• Corinne Yeadon

School Trips

My granddaughter will shortly be heading off to Barcelona on a school trip. Many schools not only run European trips but offer far flung destinations that would be considered as a “holiday of a lifetime.” What ever happened to day trips to Bradford Industrial Museum or Harewood Bird Garden? I have (not so) fond memories of a school trip to Bolton Abbey resulting in me returning home resembling a Belisha Beacon with horrific sunstroke. Harm from the sun was definitely not on the radar in the mid 1970’s.

Any trips abroad were restricted to exchange trips, granted this this was back in the day before risk assessments and DBS checks. I have to say these trips never appealed.

My daughter went to a faith based school which meant pilgrimages to Lourdes and Croagh Patrick. There were also the afore mentioned trips to water parks in Spain, Ski trips and Media & Art trips to New York. I appreciate the value in subject based trips to enhance learning but we have Media City in Salford and Alton Towers at significantly less cost.

School trips come with a premium price tag, which is understandable and include hidden costs such as insurance and staffing. However, as is often the case, many children are excluded as a result. In some case’s arrangements can be made with the school for financial assistance, which can be a difficult thing for parents to ask for, let alone accept.

In my middle school there was a trip to Holland which my mum as a single self employed parent could ill afford. I was absolutely desperate to go, but also knew it was a non starter. The art teacher kindly contacted my mum and made an arrangement for her to pay as and when she could afford an instalment. On the day deposits were due he instructed my mum to send in a sealed envelope with blank pieces of paper in, in order to spare me being singled out. Such kindness and consideration is priceless. Mind you I imagine he deeply regretted this gesture as on the trip I was hauled out of The Van Gogh Museum by security for touching, “The Potato Eaters” as a ‘dare’ and triggering the alarms.

As a parent, it is usual to not want your child to miss out on opportunities or be excluded, there exists pressure to sign up to these trips but can mean a family holiday is out of the question or getting into debt to fund it. It is hard to assert refusal skills and avoid guilt when your child is pleading because their friends are going.

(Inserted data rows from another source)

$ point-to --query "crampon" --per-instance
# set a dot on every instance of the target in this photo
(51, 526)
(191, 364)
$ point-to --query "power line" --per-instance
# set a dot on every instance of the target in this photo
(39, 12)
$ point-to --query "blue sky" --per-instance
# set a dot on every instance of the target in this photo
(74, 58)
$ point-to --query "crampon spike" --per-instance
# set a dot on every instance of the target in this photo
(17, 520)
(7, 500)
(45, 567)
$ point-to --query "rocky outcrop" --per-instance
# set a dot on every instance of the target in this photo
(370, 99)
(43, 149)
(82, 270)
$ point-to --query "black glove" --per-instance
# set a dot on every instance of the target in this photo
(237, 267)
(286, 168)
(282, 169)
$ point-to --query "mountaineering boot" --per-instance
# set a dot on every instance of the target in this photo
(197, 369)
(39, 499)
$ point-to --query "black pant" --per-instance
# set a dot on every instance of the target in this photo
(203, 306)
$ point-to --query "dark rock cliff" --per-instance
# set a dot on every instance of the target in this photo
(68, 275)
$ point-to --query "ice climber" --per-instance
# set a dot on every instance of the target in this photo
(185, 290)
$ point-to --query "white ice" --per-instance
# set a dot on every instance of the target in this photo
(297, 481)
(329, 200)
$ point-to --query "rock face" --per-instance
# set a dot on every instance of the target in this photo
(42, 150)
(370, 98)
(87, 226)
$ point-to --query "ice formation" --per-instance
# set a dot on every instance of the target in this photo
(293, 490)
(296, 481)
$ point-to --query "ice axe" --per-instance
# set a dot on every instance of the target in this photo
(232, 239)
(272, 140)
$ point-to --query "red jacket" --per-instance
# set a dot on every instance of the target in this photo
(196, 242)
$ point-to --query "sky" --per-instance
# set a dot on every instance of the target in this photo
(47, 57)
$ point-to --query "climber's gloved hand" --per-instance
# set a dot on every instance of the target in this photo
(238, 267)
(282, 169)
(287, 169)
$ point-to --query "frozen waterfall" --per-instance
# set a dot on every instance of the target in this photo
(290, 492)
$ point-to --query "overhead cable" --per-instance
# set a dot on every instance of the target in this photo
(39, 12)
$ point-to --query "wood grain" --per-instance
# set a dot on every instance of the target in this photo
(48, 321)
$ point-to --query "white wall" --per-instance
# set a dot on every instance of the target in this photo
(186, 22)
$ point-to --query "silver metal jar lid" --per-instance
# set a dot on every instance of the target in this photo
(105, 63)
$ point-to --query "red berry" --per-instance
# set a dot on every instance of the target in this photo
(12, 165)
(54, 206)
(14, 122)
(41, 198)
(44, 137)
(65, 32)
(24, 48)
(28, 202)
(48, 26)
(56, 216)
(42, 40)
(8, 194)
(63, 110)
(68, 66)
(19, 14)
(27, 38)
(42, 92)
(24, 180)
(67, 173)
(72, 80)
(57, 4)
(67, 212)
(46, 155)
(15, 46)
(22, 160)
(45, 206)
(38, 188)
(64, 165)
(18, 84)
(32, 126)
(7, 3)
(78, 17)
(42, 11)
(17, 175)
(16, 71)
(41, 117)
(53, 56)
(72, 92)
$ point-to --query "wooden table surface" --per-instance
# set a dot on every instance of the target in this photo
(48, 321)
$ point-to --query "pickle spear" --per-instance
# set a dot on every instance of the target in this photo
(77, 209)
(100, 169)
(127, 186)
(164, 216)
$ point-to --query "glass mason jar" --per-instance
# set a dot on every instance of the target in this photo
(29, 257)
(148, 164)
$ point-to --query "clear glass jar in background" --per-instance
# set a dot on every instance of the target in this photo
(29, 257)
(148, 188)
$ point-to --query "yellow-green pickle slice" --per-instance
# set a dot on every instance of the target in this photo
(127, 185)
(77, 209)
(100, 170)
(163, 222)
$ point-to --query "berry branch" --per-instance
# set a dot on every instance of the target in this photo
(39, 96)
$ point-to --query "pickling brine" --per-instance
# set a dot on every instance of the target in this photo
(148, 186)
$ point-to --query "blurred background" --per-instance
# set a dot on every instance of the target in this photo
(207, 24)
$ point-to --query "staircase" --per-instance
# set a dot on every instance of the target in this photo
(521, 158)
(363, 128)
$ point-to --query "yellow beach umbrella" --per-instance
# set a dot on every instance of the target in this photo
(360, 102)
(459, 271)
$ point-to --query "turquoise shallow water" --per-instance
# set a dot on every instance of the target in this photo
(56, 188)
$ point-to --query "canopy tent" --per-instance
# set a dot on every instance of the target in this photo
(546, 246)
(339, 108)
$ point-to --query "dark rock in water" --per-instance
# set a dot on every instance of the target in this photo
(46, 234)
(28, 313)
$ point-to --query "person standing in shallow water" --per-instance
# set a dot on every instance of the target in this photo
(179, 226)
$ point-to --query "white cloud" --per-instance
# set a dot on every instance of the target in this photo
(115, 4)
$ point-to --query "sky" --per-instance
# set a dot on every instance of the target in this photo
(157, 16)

There may be feelings of disgruntlement in the build up to a school trip if going is not a possibility but it passes relatively quickly. The reality of a school trip is squabbling, homesickness and the obligatory vomity kid.

Children enjoy time with friends whatever the setting. Fond memories can be made camping, having a BBQ, sleepover or a trip out in this country.

I have yet to meet an adult in therapy claiming all issues stemmed from missing out on a school trip to the Loire Valley.